Ironically certain things from Ruby On Rails were copied from PHP. For instance the ERB is a templating system that later merged in Ruby On Rails project. It is basically a way to define templates with some code inside, just like what you can do in PHP since ever.

It is even more ironic that some people preach that you should not mix code in HTML templates, as if that is an ugly thing and if do that you will go to hell when you die. After all, I guess Ruby On Rails people agree that programming does not have to be beautiful.

Another thing considered ugly by some is the use of global code in your applications instead of classes. Well, if you take a look at Wordpress source code, you see global code all over it.

I already have written about why organizing your code in classes is better than using global code but that does not have to be a mandatory rule for everything.

Global code may not be beautiful but it works, PHP allows it, a lot of developers use it, and make a living from it.

  5. PHP Detractors Have the Wrong Focus

PHP is not perfect but that does not matter.
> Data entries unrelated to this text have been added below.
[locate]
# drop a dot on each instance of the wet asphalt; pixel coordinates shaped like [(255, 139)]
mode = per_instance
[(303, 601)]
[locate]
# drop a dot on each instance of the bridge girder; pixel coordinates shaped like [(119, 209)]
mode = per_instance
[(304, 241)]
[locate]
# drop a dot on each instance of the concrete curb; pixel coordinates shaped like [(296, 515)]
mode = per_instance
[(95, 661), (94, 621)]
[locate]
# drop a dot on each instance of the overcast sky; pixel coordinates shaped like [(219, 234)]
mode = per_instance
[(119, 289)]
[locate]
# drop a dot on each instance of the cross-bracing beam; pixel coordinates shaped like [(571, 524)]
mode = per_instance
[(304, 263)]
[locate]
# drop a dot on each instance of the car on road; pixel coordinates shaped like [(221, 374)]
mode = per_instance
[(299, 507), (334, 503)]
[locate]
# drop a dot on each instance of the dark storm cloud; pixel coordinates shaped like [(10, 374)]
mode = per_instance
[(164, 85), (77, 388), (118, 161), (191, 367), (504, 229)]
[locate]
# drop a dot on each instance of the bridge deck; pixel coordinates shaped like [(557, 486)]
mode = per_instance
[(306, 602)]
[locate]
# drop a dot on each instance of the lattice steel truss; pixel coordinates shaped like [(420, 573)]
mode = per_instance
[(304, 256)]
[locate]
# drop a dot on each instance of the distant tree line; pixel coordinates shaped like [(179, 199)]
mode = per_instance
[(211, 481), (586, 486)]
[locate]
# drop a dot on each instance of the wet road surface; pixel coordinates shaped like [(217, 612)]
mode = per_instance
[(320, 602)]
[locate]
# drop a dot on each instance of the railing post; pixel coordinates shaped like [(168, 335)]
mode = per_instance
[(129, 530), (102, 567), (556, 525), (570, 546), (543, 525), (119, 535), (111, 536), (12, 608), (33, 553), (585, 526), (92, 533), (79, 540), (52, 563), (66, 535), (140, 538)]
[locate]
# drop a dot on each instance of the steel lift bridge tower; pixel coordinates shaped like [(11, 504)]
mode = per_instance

Actually those are not my words. Those are from Jeff Atwood of StackOverflow fame. Despite he knows that, it is not unusual to see him preaching against PHP. Well if it does not matter, why bother spending time and effort preaching against PHP?

Jeff is not alone. Haters will gonna hate, will do it in public spaces a lot, sometimes in disguised ways.

One site where I see a lot of disguised anti-PHP preaching is in Quora. This is a more sophisticated form of anti-PHP warfare. Some people make allegations against PHP disguised of questions. Some ask if PHP project startups have less chance of succeeding, others ask if PHP popularity is declining, others ask if PHP is still worth learning, and so on.

All this anti-PHP preaching is pointless. It only helps bringing more attention to PHP. Well, if other languages are so much better than PHP, why don't PHP haters try to be positive and focus their efforts in showing the benefits of other languages? That would probably be a better approach to attract more people to their language of choice.

Are you willing to move your PHP applications to Google AppEngine or do you feel it is not yet ready?